Fuck transitioning into adulthood and purchase some of these items that will instantaneously launch you into a life equipped with a retirement plan and regular dental checkups.
What was once only recognizable as a frat paddle can now be the focus of a ten-minute conversation. “How do you like your cutting board?” “I love my cutting board.” “Can you put that cutting board in the wash?” “Nope!”
Bottles of half-drunk liquor and wine are emblems of adulthood only when they are arranged artfully in an easily-accessible varnished display. Personally, I’m still at the stage when all I know about wine is that it’s either in an unopened bottle or coursing through my veins at an unprecedented rate. (Applicable to all liquors.)
You know who owns wicker baskets? Adults. You know what they keep in those baskets? Blankets, lavender, yarn, produce from farmers markets, and probably, like, bills. Wicker baskets practically scream “I’ve given my soul to Good Housekeeping and there is no looking back.”

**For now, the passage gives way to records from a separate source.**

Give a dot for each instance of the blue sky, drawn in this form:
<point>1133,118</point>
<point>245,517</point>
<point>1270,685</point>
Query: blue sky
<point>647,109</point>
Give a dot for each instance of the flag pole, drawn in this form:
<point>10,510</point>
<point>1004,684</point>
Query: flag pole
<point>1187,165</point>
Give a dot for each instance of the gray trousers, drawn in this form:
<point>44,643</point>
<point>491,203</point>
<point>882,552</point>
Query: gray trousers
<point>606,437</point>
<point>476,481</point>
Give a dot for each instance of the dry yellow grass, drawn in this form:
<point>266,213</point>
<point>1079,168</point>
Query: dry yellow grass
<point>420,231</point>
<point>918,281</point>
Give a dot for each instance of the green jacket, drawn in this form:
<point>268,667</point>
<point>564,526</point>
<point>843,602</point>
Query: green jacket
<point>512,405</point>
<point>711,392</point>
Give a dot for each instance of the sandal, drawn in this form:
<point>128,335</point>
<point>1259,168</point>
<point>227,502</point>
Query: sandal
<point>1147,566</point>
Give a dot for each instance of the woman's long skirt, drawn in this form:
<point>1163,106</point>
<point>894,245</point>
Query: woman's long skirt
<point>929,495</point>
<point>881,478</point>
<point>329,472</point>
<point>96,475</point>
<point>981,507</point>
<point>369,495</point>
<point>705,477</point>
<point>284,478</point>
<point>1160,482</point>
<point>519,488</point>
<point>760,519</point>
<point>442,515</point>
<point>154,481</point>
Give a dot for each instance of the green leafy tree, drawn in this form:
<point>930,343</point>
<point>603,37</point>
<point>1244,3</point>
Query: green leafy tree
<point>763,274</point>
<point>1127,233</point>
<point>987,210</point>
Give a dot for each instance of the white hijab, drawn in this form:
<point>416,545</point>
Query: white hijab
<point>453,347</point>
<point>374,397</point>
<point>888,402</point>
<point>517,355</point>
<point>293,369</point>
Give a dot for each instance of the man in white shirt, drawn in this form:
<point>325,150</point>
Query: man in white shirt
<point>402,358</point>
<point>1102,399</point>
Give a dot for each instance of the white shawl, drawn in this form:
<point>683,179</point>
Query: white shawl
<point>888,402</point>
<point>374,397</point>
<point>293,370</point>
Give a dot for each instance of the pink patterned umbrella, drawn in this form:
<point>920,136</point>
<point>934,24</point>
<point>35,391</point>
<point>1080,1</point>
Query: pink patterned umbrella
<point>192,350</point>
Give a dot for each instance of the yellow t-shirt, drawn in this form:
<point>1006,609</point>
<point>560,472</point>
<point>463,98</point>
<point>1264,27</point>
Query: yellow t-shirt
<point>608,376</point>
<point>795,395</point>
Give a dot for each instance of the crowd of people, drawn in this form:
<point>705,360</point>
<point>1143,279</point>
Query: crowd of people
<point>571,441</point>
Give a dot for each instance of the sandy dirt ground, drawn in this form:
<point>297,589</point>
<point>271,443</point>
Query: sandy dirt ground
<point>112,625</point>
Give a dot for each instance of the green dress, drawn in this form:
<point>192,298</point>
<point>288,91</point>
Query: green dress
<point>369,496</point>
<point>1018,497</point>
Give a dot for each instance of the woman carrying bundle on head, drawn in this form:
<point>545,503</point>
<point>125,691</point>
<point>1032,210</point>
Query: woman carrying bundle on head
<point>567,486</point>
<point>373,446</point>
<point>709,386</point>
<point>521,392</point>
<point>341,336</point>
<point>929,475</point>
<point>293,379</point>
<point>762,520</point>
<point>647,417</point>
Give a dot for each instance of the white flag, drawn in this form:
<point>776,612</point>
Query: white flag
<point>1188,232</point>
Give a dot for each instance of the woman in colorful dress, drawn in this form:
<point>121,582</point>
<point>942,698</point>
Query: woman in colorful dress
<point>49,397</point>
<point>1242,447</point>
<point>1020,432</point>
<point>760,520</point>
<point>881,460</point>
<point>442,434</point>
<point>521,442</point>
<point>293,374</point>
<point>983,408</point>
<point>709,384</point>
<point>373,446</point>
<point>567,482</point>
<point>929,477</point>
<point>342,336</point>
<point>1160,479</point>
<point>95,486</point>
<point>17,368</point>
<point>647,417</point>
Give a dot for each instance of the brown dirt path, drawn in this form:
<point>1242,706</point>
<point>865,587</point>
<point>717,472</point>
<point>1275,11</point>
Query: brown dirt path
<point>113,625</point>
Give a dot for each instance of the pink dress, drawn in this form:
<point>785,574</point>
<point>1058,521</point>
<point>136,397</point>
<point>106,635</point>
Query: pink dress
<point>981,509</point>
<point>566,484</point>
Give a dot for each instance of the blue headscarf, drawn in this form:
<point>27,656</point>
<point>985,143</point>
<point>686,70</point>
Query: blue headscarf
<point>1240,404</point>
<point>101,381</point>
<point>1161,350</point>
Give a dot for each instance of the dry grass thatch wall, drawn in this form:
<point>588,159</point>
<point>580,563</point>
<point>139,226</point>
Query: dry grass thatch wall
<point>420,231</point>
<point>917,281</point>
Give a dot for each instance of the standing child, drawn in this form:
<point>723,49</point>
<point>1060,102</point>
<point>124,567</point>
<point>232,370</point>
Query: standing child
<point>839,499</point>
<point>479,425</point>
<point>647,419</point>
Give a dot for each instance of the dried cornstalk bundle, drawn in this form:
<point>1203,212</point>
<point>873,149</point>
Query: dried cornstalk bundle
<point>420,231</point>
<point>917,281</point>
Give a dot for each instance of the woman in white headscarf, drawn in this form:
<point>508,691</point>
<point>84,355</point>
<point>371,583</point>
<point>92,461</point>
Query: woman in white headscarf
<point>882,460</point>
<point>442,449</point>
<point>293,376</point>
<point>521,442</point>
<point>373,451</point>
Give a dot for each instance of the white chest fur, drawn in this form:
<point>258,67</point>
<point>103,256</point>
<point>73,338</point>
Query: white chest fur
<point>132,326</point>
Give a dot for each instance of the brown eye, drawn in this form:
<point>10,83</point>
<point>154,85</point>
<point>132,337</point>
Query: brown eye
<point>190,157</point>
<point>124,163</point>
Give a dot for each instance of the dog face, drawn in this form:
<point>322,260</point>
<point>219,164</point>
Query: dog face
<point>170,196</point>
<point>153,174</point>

Full disclosure: I had no idea there wasn’t a cooler name for the strap that prevents your glasses from falling off. But then again, there shouldn’t be — there’s nothing trendy or quirky about eyeglasses chains; eyeglasses chains are adult particularly because they are practical and no-nonsense. If you sport one of these, people will get the message that you understand the terms “mortgage” and “fiber” loud and clear.